A inadimplência condominial acontece quando os moradores deixam de pagar suas taxas mensais de condomínio — valores fundamentais para a manutenção, segurança e limpeza das
áreas comuns. Quando isso ocorre, todo o condomínio é impactado: há atraso em serviços essenciais, aumento das cotas para os adimplentes e até perda de valorização do imóvel. Nos últimos anos, a inadimplência se tornou uma preocupação crescente no Brasil, exigindo soluções inteligentes para garantir o equilíbrio financeiro dos condomínios.
De acordo com estudos recentes, a inadimplência apresentou oscilações importantes entre 2022 e 2025:
• 2022 a início de 2024: média entre 10% e 15% ao ano, sem grandes variações.
• 2024: os índices variaram entre 5,7% e 7,6%, refletindo o impacto da inflação e dos juros altos.
• Primeiro trimestre de 2025: o índice atingiu 17% em março/abril, o maior dos últimos anos, devido à perda de poder de compra e ao aumento dos custos condominiais.
• Junho de 2025: segundo o Índice Superlógica, a média nacional foi de 7,19%, o maior nível dos últimos 13 meses.
Regionalmente, o Norte do país apresenta os maiores índices de inadimplência, seguido pelo Centro-Oeste, Nordeste, Sudeste e Sul. O destaque positivo vai para São Paulo, onde a taxa
caiu 27% nos primeiros meses de 2025, chegando a 4,72%, resultado de uma gestão mais eficiente e tecnológica.

A dívida condominial é uma obrigação legal dos proprietários e moradores, e sua quitação é essencial para o funcionamento do condomínio. Veja as principais características dessa obrigação:
• Obrigatoriedade legal: todos os condôminos devem contribuir para as despesas comuns.
• Responsabilidade solidária: se um morador não paga, os demais podem ser afetados.
• Cobrança judicial: o condomínio pode recorrer à Justiça e até pedir a penhora do imóvel.

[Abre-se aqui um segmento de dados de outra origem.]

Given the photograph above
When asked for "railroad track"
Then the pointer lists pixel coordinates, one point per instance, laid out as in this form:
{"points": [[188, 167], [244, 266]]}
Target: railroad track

• Multas e juros: aplicados conforme o regulamento interno.
• Prioridade da dívida: a dívida condominial deve ser quitada antes de outros débitos.
• Dívida propter rem: está vinculada ao imóvel, e não à pessoa — quem compra o imóvel herda os débitos pendentes.
A inadimplência condominial traz uma série de prejuízos diretos e indiretos:
• Compromete o caixa: o condomínio pode atrasar pagamentos e manutenções.
• Aumenta as cotas condominiais: os adimplentes acabam pagando mais para cobrir a falta de receita.
• Afeta o convívio interno: cobranças diretas entre síndicos e moradores geram desconforto.
• Reduz investimentos: impede melhorias e valorização do patrimônio coletivo.

A Garantilar é referência em garantia condominial e atua para proteger o fluxo de caixa dos condomínios, assegurando previsibilidade, segurança e tranquilidade financeira. A contratação de uma garantidora deve ser aprovada em Assembleia Geral Extraordinária, conforme o estatuto do condomínio. Após a aprovação, a Garantilar assume um papel fundamental na gestão financeira.
• Previsibilidade de receitas: cobre a inadimplência e garante que o condomínio mantenha suas contas em dia.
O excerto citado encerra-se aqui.